Most lymphocytes are found in the lymphatic system, including the lymph nodes in all parts of the body. Transformed B lymphocytes can grow in an uncontrolled way, resulting in the accumulation of lymphoma cells that can cause enlargement of the lymph nodes. Mantle cell lymphoma (MCL) is caused by the malignant transformation of B lymphocytes in the outer edge of a lymph node follicle (the mantle zone). MCL cells can enter the lymphatic channels and blood and spread to other lymph nodes or tissues, such as the spleen, bone marrow, and lymph nodes in the throat (tonsils and adenoids), liver, and gastrointestinal tract. ⁵ MCL cells can also enter the brain, lungs, and spinal cord, although these are relatively rare. MCL can develop on the mucosa of all parts of the body, typically the pharyngeal Waldeyer’s ring and the GI tract. ⁵

The GI tract is subdivided into 3 parts, the esophagus, stomach, and intestines (including the duodenum, ileum, cecum, colon, and rectum). MCL lesions in each part of the GI tract can be classified into the following 6 subtypes by endoscopic gross findings ⁷ : (1) protruded type (solitary or fewer than 10 elevated lesions forming tumorous nodules. These lesions often resemble submucosal tumors and sometimes have accompanying ulcers on their top surfaces), (2) fold-thickening type (thickened mucosal folds like large cerebroid folds, typically seen only in the stomach), (3) multiple micropolyp type (multiple micropolyps with or without some large polyps. The number of polyps is 10 or more), (4) ulcerative type (solitary or multiple shorter lesions due to ulcers), (5) superficial type (changes in mucosal color and/or changes in mucosal morphology), and (6) mixed type (combinations of these 5 subtypes).

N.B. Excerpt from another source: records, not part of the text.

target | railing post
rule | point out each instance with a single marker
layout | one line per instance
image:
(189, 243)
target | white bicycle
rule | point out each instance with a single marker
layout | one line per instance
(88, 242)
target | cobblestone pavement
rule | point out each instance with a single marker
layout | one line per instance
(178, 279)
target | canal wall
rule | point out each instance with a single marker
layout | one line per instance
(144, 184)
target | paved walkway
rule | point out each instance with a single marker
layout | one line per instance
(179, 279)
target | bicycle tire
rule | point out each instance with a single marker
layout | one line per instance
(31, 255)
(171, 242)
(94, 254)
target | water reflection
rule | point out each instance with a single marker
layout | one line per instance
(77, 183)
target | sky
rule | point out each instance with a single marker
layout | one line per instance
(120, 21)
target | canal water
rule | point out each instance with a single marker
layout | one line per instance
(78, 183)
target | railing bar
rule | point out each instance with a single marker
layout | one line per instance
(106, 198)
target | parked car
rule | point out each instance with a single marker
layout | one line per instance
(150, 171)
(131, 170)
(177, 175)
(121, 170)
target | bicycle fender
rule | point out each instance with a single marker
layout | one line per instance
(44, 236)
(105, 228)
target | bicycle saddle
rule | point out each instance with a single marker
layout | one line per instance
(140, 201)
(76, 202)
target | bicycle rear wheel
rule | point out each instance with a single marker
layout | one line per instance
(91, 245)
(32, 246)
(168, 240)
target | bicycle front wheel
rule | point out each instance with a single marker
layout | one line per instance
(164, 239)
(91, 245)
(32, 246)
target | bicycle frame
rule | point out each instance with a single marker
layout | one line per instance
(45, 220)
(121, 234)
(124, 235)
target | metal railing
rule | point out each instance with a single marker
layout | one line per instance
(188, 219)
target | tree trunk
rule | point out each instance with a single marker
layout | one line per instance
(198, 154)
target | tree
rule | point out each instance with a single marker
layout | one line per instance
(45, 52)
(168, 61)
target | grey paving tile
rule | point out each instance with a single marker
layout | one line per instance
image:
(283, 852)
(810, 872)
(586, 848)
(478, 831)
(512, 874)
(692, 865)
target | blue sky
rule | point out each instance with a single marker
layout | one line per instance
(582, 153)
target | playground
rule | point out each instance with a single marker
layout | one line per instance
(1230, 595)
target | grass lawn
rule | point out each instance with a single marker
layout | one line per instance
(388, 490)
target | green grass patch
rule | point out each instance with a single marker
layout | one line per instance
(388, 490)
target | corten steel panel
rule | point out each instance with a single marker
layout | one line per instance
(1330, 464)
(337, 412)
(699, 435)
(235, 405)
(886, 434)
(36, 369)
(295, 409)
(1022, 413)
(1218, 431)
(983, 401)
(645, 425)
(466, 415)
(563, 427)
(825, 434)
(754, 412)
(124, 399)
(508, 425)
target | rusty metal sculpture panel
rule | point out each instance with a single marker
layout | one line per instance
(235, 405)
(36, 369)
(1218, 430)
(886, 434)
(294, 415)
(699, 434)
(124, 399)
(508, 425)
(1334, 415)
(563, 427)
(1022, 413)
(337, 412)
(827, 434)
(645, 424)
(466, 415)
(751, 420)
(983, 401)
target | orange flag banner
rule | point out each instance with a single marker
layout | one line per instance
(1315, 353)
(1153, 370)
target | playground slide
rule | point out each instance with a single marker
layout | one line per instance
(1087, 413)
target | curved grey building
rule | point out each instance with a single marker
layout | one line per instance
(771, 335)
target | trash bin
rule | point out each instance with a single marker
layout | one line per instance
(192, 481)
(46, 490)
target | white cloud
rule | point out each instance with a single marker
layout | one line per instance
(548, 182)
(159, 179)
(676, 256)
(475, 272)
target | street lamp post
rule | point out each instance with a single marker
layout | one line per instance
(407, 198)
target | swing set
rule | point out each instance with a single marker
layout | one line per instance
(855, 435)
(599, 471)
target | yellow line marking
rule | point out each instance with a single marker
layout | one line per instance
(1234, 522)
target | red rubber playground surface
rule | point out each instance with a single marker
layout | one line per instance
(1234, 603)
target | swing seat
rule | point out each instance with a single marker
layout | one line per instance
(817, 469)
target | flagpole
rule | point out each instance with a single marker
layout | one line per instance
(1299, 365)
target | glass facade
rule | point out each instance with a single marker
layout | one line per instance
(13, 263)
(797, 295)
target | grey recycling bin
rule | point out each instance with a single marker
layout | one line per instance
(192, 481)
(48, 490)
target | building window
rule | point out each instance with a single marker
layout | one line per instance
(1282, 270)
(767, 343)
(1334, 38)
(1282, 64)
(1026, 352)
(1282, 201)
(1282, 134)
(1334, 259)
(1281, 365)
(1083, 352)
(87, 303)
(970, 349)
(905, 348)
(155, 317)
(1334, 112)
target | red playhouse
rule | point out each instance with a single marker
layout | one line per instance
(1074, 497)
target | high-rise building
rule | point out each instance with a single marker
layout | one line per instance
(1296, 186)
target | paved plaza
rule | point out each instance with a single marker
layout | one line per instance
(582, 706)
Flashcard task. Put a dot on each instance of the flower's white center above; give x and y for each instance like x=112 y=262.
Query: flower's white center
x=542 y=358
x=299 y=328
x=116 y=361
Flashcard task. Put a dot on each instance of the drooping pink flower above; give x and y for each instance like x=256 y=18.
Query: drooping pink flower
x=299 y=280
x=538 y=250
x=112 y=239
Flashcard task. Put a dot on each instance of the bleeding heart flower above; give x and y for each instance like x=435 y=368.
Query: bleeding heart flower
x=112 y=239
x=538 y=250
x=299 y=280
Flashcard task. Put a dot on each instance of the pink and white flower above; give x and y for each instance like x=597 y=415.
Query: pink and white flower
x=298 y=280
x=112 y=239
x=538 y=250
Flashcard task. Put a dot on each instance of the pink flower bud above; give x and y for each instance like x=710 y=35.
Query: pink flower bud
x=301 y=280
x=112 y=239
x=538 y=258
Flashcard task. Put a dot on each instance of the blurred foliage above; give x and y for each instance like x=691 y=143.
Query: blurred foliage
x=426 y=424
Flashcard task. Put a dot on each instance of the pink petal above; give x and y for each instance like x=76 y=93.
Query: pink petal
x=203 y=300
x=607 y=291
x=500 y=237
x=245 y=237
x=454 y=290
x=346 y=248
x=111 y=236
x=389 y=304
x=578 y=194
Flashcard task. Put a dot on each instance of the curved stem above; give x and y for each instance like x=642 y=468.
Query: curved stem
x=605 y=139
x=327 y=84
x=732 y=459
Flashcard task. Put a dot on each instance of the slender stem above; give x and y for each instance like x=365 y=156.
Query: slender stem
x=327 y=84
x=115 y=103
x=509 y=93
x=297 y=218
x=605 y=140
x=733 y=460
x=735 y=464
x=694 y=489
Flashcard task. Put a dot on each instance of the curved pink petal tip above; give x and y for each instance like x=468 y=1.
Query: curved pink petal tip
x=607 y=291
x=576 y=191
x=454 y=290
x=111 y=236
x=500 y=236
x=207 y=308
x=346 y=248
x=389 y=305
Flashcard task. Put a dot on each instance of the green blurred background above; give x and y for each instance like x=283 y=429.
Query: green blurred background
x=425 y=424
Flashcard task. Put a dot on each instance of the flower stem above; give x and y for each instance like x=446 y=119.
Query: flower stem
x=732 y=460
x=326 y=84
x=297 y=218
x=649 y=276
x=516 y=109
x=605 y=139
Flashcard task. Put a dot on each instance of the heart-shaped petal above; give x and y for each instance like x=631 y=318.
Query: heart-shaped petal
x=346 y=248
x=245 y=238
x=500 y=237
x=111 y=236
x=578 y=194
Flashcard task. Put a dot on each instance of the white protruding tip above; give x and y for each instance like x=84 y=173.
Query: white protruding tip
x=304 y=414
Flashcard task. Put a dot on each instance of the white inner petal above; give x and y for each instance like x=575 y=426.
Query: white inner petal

However, the subtypes of MCL in the head and neck region have not been classified or reported yet. Most MCLs of the head and neck region develop in the extranodal lymphatic system of Waldeyer’s ring. Within Waldeyer’s ring, the tonsil is the most common location of MCL, followed by the nasopharynx. MCL always presents as a protruding mass type. Because of protruding mass, MCL of Waldeyer’s ring can be easily diagnosed by examining the affected tissue obtained from a surgical biopsy. However, the number of cells obtained from a fine-needle aspiration (FNA) is not sufficient to establish a diagnosis. Sometimes, MCL of Waldeyer’s ring can be associated with necrosis due to angiocentric and polymorphous lymphoreticular infiltrates. These coagulopathies are thought to contribute to hemorrhagic necrosis within the tumor. ¹ Different from tonsillar MCL, MCL of the nasopharynx causes diagnostic problems because of the variable features seen in endoscopic findings. When nasopharyngeal MCL is not the protruding type, endoscopic features can present as pseudoinflammatory manifestations, hyperemic injection, or nodular hyperplasia on the pharyngeal mucosa. Physicians can diagnose these lesions as pharyngitis, simple lymphoid hyperplasia, or lymphadenitis. The present case could help distinguish MCL from other nasopharyngeal lesions. In addition, special attention should be paid to evaluating other results of MCL of the nasopharynx, especially the radiologic images.

Conclusion

This was the first case report showing nodular patterns of MCL in the nasopharynx. MCL of the GI tract is classified into several subtypes according to the endoscopic characteristics. However, the subtypes of nasopharyngeal MCL have not yet been classified. Nasopharyngeal MCL should be classified into 2 subtypes, the protruding type and the nodular type. Nodular-type MCL should be recognized and adequately diagnosed because it may have a more aggressive clinical course. A detailed endoscopic evaluation with a thorough whole-body evaluation is essential for an accurate diagnosis.